# Andie's Mountain Mittsu



## Underd0g (Jun 12, 2018)

​​​
Oh, That's Bad?​
Andie was at the pond one day when a duck swam up to him, "Hello." said the duck. "What's your story?" she asked of Andie.

Andie had never heard such a greeting before, so he simply said "I'm Andie, I live around here." But then he thought he would try the new greeting himself, "What's your story?"

So the duck began: "Well, I was flying with my flock when I became distracted by a beautiful forest and was separated from my friends."

"Oh, that's bad." Andie remarked.

"No, that's good because a new flock came along and there were friends I hadn't seenin a long time and we were able to talk about the good old days." Said the duck.

"Oh, that's good." said Andie.

"No, that's bad." replied the duck. "While we were talking and flying I didn't notice a treetop and I hit it hurting my wing. I fell to the ground, injured."

"Oh, that's bad." Andie said sympathetically.

"No, that's good." the duck continued,  "Because while I was nursing the wound a hunter was in the area and he didn't see me because he was looking into the sky."

"Oh, that's good." Andie said, relieved the duck had escaped the danger of the hunter.

"No, that's bad." The duck said sadly. "Because the hunter chased the flock away, and I was stranded and lost."

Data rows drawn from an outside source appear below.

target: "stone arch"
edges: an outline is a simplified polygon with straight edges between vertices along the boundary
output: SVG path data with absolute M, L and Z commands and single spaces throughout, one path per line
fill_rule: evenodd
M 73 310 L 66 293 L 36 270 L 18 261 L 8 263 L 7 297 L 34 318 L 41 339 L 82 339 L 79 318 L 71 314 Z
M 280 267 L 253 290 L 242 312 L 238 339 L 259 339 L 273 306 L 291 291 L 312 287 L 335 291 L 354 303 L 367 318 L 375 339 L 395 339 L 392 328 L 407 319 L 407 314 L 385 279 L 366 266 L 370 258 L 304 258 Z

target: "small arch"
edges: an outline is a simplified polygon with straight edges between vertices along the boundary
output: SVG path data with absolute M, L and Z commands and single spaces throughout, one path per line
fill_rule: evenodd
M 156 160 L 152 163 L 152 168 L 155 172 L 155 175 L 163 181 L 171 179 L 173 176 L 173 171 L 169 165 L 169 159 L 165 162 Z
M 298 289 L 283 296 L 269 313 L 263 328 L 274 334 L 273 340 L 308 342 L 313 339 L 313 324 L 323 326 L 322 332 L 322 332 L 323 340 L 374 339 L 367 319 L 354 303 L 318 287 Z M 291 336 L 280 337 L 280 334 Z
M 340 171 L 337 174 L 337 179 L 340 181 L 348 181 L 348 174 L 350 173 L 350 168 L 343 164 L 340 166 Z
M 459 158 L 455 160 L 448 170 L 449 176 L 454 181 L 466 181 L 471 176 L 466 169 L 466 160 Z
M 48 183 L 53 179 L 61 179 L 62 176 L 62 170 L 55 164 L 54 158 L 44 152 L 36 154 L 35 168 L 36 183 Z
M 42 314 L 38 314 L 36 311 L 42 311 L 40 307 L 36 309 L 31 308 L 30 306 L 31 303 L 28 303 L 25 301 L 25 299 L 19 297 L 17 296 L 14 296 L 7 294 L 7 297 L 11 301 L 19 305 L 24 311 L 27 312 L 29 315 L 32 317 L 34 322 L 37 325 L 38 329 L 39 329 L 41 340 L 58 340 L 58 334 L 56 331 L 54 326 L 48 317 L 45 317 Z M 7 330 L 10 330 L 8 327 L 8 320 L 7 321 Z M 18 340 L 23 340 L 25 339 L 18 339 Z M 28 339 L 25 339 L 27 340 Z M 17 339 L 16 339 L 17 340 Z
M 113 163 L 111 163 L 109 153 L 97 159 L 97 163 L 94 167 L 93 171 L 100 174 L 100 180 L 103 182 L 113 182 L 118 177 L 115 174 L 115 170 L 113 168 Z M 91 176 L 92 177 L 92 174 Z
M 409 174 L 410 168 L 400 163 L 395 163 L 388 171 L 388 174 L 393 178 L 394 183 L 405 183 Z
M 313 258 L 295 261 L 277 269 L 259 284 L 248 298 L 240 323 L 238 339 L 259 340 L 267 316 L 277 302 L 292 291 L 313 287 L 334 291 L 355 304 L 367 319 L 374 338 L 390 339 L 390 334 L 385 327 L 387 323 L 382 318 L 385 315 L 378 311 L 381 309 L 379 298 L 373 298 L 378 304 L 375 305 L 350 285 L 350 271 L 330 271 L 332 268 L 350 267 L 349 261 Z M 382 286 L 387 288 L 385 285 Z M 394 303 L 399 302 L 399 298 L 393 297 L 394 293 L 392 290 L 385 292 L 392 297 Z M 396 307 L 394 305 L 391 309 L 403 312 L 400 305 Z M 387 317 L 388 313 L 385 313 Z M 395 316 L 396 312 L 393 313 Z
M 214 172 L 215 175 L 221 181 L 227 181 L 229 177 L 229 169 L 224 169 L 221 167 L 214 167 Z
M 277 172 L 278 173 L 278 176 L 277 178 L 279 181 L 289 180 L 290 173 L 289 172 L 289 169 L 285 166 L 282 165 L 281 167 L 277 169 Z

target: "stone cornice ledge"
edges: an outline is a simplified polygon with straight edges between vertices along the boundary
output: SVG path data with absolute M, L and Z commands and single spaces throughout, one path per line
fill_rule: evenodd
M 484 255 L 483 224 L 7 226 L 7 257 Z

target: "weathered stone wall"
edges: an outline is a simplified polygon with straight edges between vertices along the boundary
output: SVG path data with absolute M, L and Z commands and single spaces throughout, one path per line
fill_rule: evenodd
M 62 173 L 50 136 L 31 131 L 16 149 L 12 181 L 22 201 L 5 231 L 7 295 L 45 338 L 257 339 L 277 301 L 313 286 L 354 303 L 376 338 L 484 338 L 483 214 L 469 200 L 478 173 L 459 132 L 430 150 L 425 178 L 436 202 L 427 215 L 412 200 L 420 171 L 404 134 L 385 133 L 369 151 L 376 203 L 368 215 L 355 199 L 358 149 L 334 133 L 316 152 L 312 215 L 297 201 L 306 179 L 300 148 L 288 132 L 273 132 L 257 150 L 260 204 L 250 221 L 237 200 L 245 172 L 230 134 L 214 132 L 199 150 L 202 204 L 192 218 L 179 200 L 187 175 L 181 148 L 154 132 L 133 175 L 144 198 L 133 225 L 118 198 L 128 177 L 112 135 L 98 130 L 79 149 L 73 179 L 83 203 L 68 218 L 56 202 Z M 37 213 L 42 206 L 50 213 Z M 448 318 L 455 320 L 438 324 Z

"Oh, that's bad." said Andie. 

"No, that's good." the duck said cheerily. "It gave me time to build a nest."

"Oh, that's good." said Andie slowly.

"No, that's bad." the duck said quietly. Then she whispered, "It attracted wolves, and they destroyed my nest, and drove me away." Her voice rose louder. "I was alone and hungry."

"Oh, that's bad." Andie said suspiciously.

"No, that's good." the duck said triumphantly. "While I was looking for a new place to build a nest, I found a patch of wild grain and grass. There was so much seed and food I couldn't eat it all."

"Oh that's good." Andie said unconvincingly.

"No, that's bad." said the duck, "When I honked with glee, a flock of strange ducks I had never seen before heard my honking, came and gobbled up all the food."

"Oh,that's bad." Andie said frustrated.

"No,that's good." the duck said, "because they befriended me, and they knew where my flock was, and they took me right to them."

Andie was quiet for a moment and then he asked, "Is that good?"

The duck looked at Andie strangely and replied, "Of course that was good, why wouldn't it be? What a silly question."


----------



## Jack of all trades (Jul 5, 2018)

I enjoyed this one as well!!

These might make good children's books. I'd change the title of this one, I think. But I don't have an alternative to suggest, at the moment.

It reminds me the story of the Chinese farmer.

Anyway, enjoyed it!


----------